Fraîchement couronné par le prix Goncourt, ce deuxième roman de Leïla Slimani est impressionnant par sa construction implacable et par sa capacité à parler autant de l'intimité que de clivage social.

Chanson douce raconte comment une nounou parfaite en est venue à assassiner les deux enfants dont elle s'occupait.
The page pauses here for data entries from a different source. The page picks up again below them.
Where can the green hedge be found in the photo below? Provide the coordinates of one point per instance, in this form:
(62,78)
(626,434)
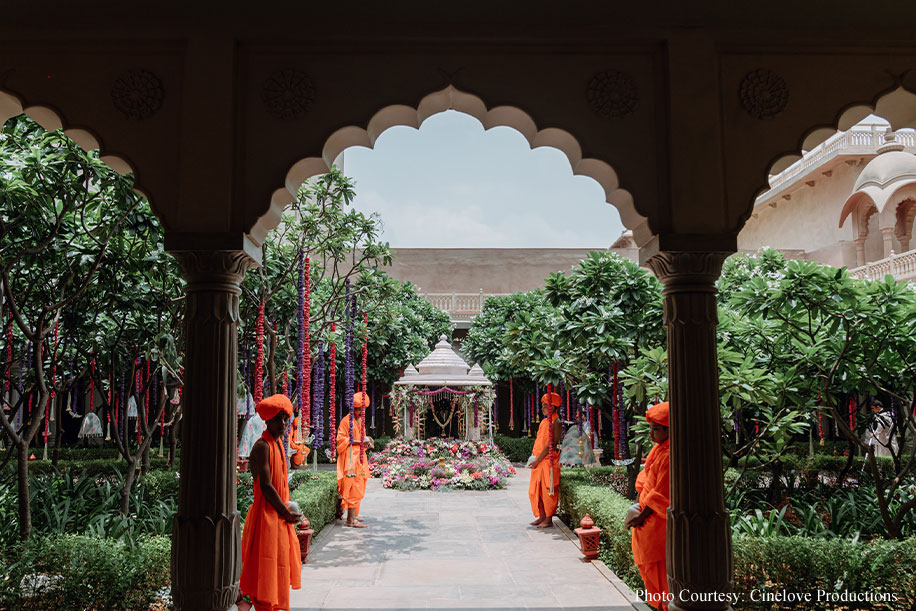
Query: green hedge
(318,498)
(771,564)
(805,564)
(580,494)
(315,492)
(516,449)
(160,484)
(75,573)
(92,467)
Gardant toujours ses distances, l'auteure, qui met cartes sur table dès le début - on sait dès la première page que les enfants sont morts et que c'est leur gardienne la coupable - ne fait ici aucune psychologie.
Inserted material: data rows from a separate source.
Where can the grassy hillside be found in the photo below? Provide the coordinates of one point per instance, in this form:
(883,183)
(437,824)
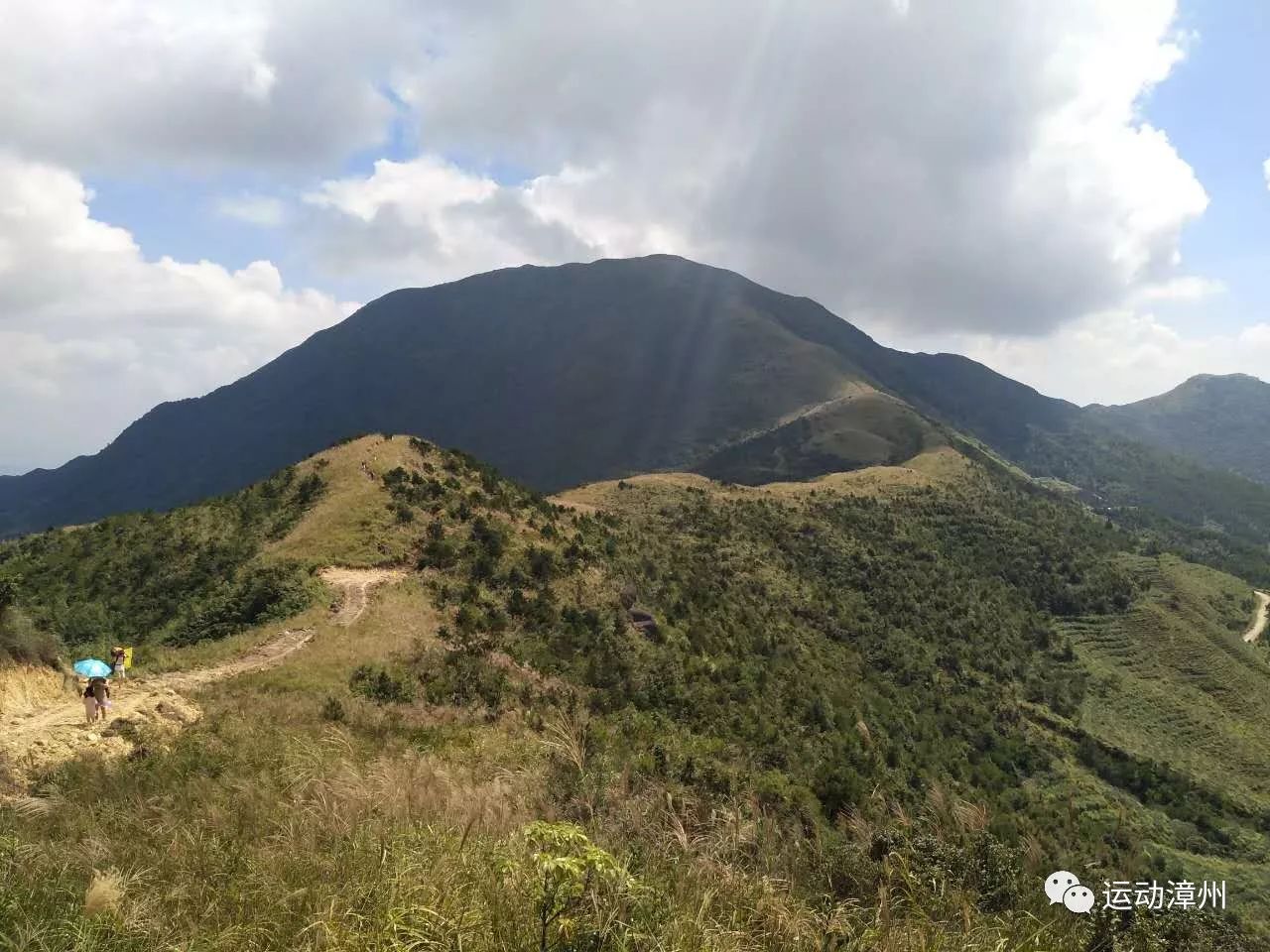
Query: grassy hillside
(1216,420)
(175,578)
(562,376)
(867,712)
Elle y décrit, cliniquement, la manière dont Louise devient un rouage essentiel dans la vie du jeune couple qui l'a engagée, et comment sa propre vie est un désert de solitude.

Narré au présent, c'est comme si on était dans l'appartement à observer la lente glissade de Louise vers la psychose, ou au parc à découvrir la vie des autres gardiennes.

Mais cette petite femme aux allures de poupée restera un mystère pour tous - si le livre était porté au cinéma, on imaginerait Isabelle Huppert l'incarner, dévouée mais froide à glacer le sang.

Chanson douce est un livre efficace, écrit au scalpel, par une jeune auteure qui représente une nouvelle mouvance d'écrivaines françaises complètement ancrées dans la réalité d'aujourd'hui. Un prix mérité. 

* * * 1/2

Chanson douce. Leïla Slimani. Gallimard. 227 pages.